Un passaggio delle motivazioni è riservato al capo pattuglia Bressan «che ben avrebbe potuto gestire quella assai banale situazione, anche ad ipotizzare che Tommaso fosse in stato di ebbrezza, senza che si facesse uso di mezzi di coercizione e di violenza. Non vi è alcuna ragionevole spiegazione perché egli abbia tollerato e omesso di impedire che i suoi sottoposti facessero uso gratuito della forza nei confronti di uno studente di 23 anni. Tale omissione non può certo ascriversi a un’errata valutazione della situazione come proposto dal pm».

Quanto alle accuse di resistenza a pubblico ufficiale a carico dei fratelli De Michiel, scrive la giudice che «risultano infondate in quanto è evidente che se hanno in qualche modo reagito per difendersi dall’aggressione subìta, la loro condotta deve essere ascritta alla scriminante della legittima difesa». In relazione all’accusa di diffamazione a carico dei fratelli.

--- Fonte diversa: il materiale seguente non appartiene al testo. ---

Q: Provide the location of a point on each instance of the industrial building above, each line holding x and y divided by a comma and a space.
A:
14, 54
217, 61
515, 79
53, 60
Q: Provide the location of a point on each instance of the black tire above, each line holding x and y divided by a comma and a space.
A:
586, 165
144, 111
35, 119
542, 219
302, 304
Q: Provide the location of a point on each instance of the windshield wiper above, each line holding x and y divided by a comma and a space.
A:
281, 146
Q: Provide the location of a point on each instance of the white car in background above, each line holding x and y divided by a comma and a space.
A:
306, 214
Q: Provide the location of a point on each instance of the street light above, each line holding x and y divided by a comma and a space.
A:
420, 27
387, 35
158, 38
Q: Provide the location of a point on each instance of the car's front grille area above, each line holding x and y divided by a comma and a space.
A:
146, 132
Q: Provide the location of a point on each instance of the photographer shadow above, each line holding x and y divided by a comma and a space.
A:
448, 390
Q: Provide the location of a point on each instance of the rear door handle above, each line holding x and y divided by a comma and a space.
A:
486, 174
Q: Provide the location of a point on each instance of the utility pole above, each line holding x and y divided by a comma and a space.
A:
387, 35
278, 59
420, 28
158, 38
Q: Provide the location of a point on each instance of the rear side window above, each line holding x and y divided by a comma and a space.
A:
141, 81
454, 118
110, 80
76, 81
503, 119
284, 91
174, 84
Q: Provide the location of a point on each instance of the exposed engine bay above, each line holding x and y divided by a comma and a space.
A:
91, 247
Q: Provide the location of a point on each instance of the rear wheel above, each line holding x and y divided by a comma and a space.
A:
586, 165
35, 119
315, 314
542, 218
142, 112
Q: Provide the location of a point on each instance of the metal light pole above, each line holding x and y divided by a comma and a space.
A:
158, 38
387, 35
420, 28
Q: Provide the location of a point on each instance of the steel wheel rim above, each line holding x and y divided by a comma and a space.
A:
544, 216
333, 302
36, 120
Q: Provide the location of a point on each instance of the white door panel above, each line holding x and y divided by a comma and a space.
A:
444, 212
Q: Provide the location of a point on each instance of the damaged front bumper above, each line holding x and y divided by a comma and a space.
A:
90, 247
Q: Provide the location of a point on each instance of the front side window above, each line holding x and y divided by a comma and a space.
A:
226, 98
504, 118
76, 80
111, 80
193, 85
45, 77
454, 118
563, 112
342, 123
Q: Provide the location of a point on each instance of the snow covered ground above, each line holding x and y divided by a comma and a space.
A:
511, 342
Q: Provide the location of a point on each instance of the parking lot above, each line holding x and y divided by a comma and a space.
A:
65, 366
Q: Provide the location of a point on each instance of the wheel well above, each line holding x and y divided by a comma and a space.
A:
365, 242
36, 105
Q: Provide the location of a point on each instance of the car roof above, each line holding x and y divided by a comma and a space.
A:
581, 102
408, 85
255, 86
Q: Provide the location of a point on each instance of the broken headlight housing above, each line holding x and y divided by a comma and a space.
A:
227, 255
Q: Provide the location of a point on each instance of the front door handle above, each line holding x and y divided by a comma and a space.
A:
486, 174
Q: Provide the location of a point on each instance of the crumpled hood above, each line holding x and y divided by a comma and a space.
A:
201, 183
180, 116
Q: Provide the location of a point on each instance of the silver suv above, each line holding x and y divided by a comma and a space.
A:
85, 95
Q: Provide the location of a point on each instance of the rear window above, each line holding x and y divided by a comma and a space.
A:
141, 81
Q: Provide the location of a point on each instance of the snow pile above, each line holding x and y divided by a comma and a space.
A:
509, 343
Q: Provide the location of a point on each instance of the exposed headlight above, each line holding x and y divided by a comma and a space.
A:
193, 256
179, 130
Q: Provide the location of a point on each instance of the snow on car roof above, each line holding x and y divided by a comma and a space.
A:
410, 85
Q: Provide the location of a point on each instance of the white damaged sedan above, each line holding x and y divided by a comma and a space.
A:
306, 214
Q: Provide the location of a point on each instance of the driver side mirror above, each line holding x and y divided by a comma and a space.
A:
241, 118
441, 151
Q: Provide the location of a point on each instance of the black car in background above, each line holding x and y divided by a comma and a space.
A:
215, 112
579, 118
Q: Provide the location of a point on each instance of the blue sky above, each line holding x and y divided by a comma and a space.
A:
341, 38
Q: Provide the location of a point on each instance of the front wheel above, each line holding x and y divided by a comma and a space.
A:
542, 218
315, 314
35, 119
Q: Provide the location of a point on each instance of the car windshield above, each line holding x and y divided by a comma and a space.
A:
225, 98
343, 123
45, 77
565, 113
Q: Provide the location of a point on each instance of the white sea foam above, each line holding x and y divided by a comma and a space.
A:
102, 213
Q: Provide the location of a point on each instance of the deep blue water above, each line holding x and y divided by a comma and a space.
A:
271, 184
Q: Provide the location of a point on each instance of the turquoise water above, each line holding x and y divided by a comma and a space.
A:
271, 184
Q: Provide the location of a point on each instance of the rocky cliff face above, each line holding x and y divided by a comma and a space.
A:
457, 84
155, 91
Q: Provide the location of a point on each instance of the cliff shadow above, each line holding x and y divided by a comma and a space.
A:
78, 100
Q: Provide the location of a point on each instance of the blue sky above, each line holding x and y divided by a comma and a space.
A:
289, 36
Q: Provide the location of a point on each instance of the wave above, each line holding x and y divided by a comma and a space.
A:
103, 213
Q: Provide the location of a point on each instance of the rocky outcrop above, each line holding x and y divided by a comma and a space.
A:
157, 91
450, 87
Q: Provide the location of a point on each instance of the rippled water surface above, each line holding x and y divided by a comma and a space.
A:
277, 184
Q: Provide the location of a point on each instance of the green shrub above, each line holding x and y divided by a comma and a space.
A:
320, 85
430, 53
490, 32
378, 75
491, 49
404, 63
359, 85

«Le dichiarazioni degli imputati sono giustificate in quanto si riferivano a un fatto rilevante per la collettività, considerato che l’aggressione gratuita di due giovani da parte dei pubblici ufficiali della polizia di Stato è un fatto di sicuro interesse pubblico». E di «legittimo esercizio del diritto di critica» parla anche in relazione all’accusa di diffamazione a carico di Walter De Michiel, padre dei ragazzi.

La madre di Tommaso e Nicolò, a processo per minacce (avrebbe detto ai poliziotti che li avrebbe denunciati e che gliela avrebbe fatta pagare), secondo la giudice ha esercitato un proprio diritto: «Non costituisce male ingiusto l’intento di dar corso ad azioni legali in relazione a condotte che ella reputava illecite». Ora gli avvocati dei poliziotti potranno impugnare la sentenza in appello.